The SEC alleges that Dennis caused CR Intrinsic and S.A.C. Capital to trade Dell securities based on nonpublic information in advance of at least two quarterly earnings announcements in 2008 and 2009. Dennis obtained confidential details from Tortora, who had obtained the information from a friend who communicated with a Dell insider. Dennis enabled hedge funds managed by CR Intrinsic and S.A.C. Capital to generate approximately $3.2 million in profits and avoided losses in Dell stock. Within minutes after one of the Dell announcements, Tortora sent an instant message to Dennis saying “your welcome.” Dennis responded “you da man!!! I owe you.”

The SEC’s complaint also alleges Dennis was informed by Teeple in July 2008 about Foundry’s impending acquisition by another technology company. Shortly after receiving the inside information, Dennis caused a CR Intrinsic hedge fund to purchase Foundry stock and generate approximately $550,000 in profits when the news became public.

The SEC’s complaint charges Dennis with violations of Section 10(b) of the Securities Exchange Act of 1934 and Rule 10b-5, and Section 17(a) of the Securities Act of 1933. Dennis has agreed to pay $95,351 in disgorgement, $12,632.34 in prejudgment interest, and a $95,351 penalty. Without admitting or denying the allegations, Dennis also has agreed to be permanently enjoined from future violations of these provisions of the federal securities laws. The settlement is subject to court approval. He would then be barred from associating with an investment adviser, broker, dealer, municipal securities dealer, or transfer agent in a related administrative proceeding.
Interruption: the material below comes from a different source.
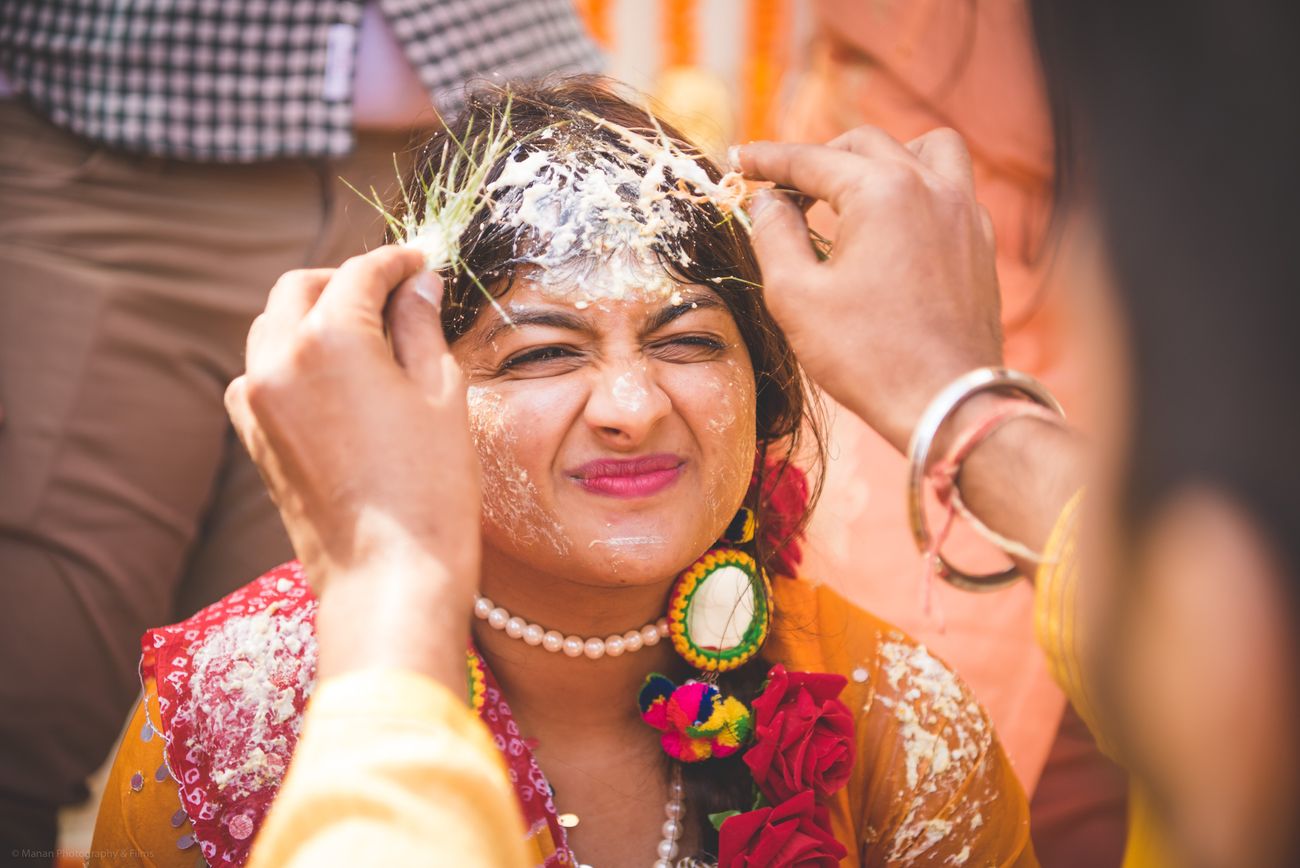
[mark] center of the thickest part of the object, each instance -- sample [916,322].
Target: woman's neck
[550,690]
The SEC’s investigation, which is continuing, has been conducted by Michael Holland, Daniel Marcus, and Joseph Sansone of the Enforcement Division’s Market Abuse Unit in New York and Matthew Watkins, Diego Brucculeri, James D’Avino, and Neil Hendelman of the New York Regional Office. The case has been supervised by Sanjay Wadhwa. The SEC appreciates the assistance of the U.S. Attorney’s Office for the Southern District of New York and the Federal Bureau of Investigation.